Approximate probabilities of a binomial random variable using the normal distribution

Question

A fabrication process is making 8% broken units. Everyday we take 200 units to check how many unites are broken (X). With the normal law as an approximation of the binomial law, find : $$ P (X \le 16)$$ $$P(X=150)$$ $$P(12 \le X \le 20)$$ $$P(X=14)$$

I have a random variable that obey a binomial law with :

$$n = 200 $$ $$p = 0.08$$

I want to approximate it with a normal law. I get :

$$\mu = 200 * 0.08 = 16 $$ $$\sigma^2 = 200 * 0.08( 1 - 0.08) = 14.72$$

I want to find

$$P(X=15) = ?$$

I try this :

$$ 1 - P( X <= 14) $$ $$ 1 - \phi (\frac{14 - 16}{14.72}) $$ $$ 1 - \phi(-0.14) $$ $$ 1 - ( 1 - \phi(0.14)) $$ $$ \phi(0.14) $$ $$ 0.55670$$

Which is not the result I should find.

What am I doing wrong?

Thank you.

Answer 1

I believe the original distribution is $X \sim Binom(n = 20, p = .08).$ Using R (in which the PDF is dbinom and the CDF is 'pbinom`), I get exact probabilities as follows:

 n = 200;  p = .08
 pbinom(16, n, p)
 ## 0.5660199
 dbinom(150, n, p)
 ## 2.040844e-119
 diff(pbinom(c(11, 30), n, p))
 ## 0.8828718
 sum(dbinom(12:30, n, p))
 ## 0.8828718
 dbinom(14, n, p)
 ## 0.09541156

The respective, normal approximations, with continuity corrections, are:

 mu = n*p;  sg = sqrt(n*p*(1-p))
 pnorm(16.5, mu, sg)
 ## 0.551844
 diff(pnorm(c(149.5, 150.5), mu, sg))
 ## 0
 diff(pnorm(c(11.5, 30.5), mu, sg))
 ## 0.8795021
 diff(pnorm(c(13.5, 14.5), mu, sg))
 ## 0.09058454

This particular binomial distribution, even though skewed, should be reasonably well approximated by the normal distribution. You can expect almost two place accuracy. For the continuity correction, see the note by @AndreNicolas, and the first figure below.

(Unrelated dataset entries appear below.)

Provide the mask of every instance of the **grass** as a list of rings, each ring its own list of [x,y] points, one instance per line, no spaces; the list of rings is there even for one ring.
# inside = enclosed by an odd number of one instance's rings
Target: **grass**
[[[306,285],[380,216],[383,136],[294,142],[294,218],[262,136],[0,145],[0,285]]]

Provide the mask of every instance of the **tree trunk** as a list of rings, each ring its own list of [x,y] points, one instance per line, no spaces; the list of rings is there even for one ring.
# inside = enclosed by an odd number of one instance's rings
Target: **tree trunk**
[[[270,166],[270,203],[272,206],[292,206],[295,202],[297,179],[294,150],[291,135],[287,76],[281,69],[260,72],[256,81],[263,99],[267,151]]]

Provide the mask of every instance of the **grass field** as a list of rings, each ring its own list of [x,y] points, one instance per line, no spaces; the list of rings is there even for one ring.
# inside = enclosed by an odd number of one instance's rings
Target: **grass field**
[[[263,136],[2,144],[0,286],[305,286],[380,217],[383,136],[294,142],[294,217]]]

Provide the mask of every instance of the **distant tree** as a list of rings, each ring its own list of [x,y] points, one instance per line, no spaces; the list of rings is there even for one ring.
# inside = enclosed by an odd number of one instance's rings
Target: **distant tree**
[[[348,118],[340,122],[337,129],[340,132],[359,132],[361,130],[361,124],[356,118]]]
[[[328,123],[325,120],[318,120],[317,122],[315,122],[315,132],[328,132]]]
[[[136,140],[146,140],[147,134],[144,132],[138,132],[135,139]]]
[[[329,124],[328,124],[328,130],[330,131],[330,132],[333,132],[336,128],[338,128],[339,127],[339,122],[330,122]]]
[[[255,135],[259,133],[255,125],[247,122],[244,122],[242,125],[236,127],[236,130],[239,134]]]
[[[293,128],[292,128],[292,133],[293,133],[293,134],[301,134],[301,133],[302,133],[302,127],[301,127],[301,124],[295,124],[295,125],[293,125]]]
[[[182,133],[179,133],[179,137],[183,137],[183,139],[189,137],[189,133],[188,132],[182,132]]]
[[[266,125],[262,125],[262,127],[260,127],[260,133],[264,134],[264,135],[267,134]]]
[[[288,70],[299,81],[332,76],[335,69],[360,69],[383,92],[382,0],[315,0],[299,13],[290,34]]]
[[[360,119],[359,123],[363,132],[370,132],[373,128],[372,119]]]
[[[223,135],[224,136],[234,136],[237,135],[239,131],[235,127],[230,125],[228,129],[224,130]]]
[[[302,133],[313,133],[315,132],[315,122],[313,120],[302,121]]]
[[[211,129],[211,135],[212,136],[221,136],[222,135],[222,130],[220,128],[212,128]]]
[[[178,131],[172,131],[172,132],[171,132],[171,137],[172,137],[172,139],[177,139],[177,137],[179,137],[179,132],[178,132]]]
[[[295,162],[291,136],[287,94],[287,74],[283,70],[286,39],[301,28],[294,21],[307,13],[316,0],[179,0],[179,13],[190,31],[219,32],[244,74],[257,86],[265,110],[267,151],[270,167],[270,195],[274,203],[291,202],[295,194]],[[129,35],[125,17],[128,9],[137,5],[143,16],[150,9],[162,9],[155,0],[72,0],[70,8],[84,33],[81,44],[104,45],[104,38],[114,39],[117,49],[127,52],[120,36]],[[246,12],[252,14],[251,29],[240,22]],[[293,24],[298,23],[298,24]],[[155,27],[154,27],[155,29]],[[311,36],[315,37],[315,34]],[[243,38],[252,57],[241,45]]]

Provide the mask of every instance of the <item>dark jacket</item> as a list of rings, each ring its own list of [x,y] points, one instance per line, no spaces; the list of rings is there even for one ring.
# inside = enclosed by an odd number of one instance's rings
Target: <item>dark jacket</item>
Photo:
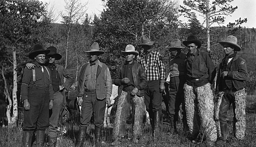
[[[221,84],[223,80],[225,80],[225,82],[232,81],[233,86],[236,89],[235,89],[236,91],[244,88],[245,86],[245,82],[248,76],[244,60],[236,55],[230,61],[231,65],[230,68],[228,69],[229,71],[227,78],[225,79],[221,77],[221,73],[224,71],[223,69],[224,62],[224,60],[222,60],[222,62],[220,64],[220,69],[217,78],[216,86],[217,87],[218,86],[219,91],[224,90],[223,85],[221,85]]]
[[[197,49],[197,53],[192,62],[188,58],[188,53],[184,60],[187,81],[206,80],[212,84],[216,71],[210,55],[207,52]]]
[[[118,95],[119,95],[122,92],[124,87],[124,84],[122,83],[124,75],[124,66],[125,64],[122,64],[118,66],[117,70],[114,77],[114,84],[118,86]],[[137,87],[139,91],[137,92],[137,95],[141,97],[144,95],[144,89],[148,85],[147,77],[143,67],[140,64],[134,62],[131,64],[131,70],[132,77],[135,87]]]
[[[78,79],[77,90],[79,93],[77,97],[81,97],[84,93],[84,81],[85,81],[85,70],[90,66],[89,62],[82,65]],[[103,100],[110,98],[112,93],[112,84],[111,75],[108,68],[106,64],[99,61],[96,75],[96,96],[97,98]]]

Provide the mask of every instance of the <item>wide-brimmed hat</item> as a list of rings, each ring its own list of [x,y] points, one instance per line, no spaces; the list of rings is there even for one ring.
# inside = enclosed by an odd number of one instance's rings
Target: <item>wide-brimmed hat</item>
[[[103,51],[99,50],[99,43],[97,42],[94,42],[90,48],[89,51],[84,51],[86,52],[95,52],[98,53],[99,54],[103,54],[105,52]]]
[[[125,55],[127,53],[132,53],[133,54],[137,56],[139,55],[139,52],[135,51],[135,48],[132,45],[128,44],[125,47],[125,51],[121,51],[122,53]]]
[[[47,49],[50,50],[50,52],[49,52],[47,55],[53,55],[54,56],[55,60],[60,60],[62,56],[60,54],[57,53],[57,49],[53,46],[51,46],[47,48]]]
[[[237,44],[237,38],[234,36],[228,36],[227,39],[224,41],[220,41],[219,43],[222,46],[224,44],[227,44],[233,46],[234,48],[234,51],[237,52],[241,50],[241,47]]]
[[[186,46],[188,46],[188,44],[191,43],[196,44],[198,46],[198,49],[200,48],[202,45],[201,41],[197,39],[196,36],[193,35],[189,35],[188,37],[188,39],[186,41],[183,41],[183,44],[184,44],[184,45],[185,45]]]
[[[169,49],[169,50],[175,51],[185,48],[181,46],[181,41],[178,39],[176,39],[171,41],[170,44],[166,46],[166,48]]]
[[[151,41],[146,35],[143,35],[141,37],[141,43],[139,44],[138,46],[152,46],[154,43],[154,41]]]
[[[42,53],[47,54],[50,52],[49,49],[45,49],[41,44],[35,44],[33,46],[31,52],[29,54],[29,58],[34,59],[36,56]]]

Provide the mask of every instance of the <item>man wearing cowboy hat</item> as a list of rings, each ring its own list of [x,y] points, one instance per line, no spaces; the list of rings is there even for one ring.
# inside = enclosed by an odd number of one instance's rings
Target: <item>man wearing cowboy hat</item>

If you want to use standard normal tables, you need to standardize first, but R software does not require you to standardize in these problems. Results from tables of standard normal $Z$ will not be quite the same because of rounding errors. Specifically, $$P(X=14) = P(13.5 \le X \le 14.5) \approx P\left(\frac{13.5-16}{3.84} < Z < \frac{14.5-16}{3.84}\right)\\ = \Phi(-0.39) - \Phi(-0.65) = 0.1016.$$

Approximations based on $Pois(np)$ are as follows.

 ppois(16, mu)
 ## 0.5659624
 dpois(150, mu)
 ## 8.173203e-90
 diff(ppois(c(11, 30), mu))
 ## 0.87244
 sum(dpois(12:30, mu))
 ## 0.87244
 dpois(14, mu)
 ## 0.09301644

The figure below shows the exact binomial probabilities (bars), approximating Poisson probabilities (dots), and the normal density curve with mean and variance matching those of the binomial distribution. Vertical dotted lines show the area under the normal curve that approximates $P(12 \le X \le 20).$

Note: For a binomial distribution with larger $n$ and smaller $p$, such that the mean remains $\mu = np = 16,$ the Poisson approximation would improve noticeably; the normal perhaps not changed by much.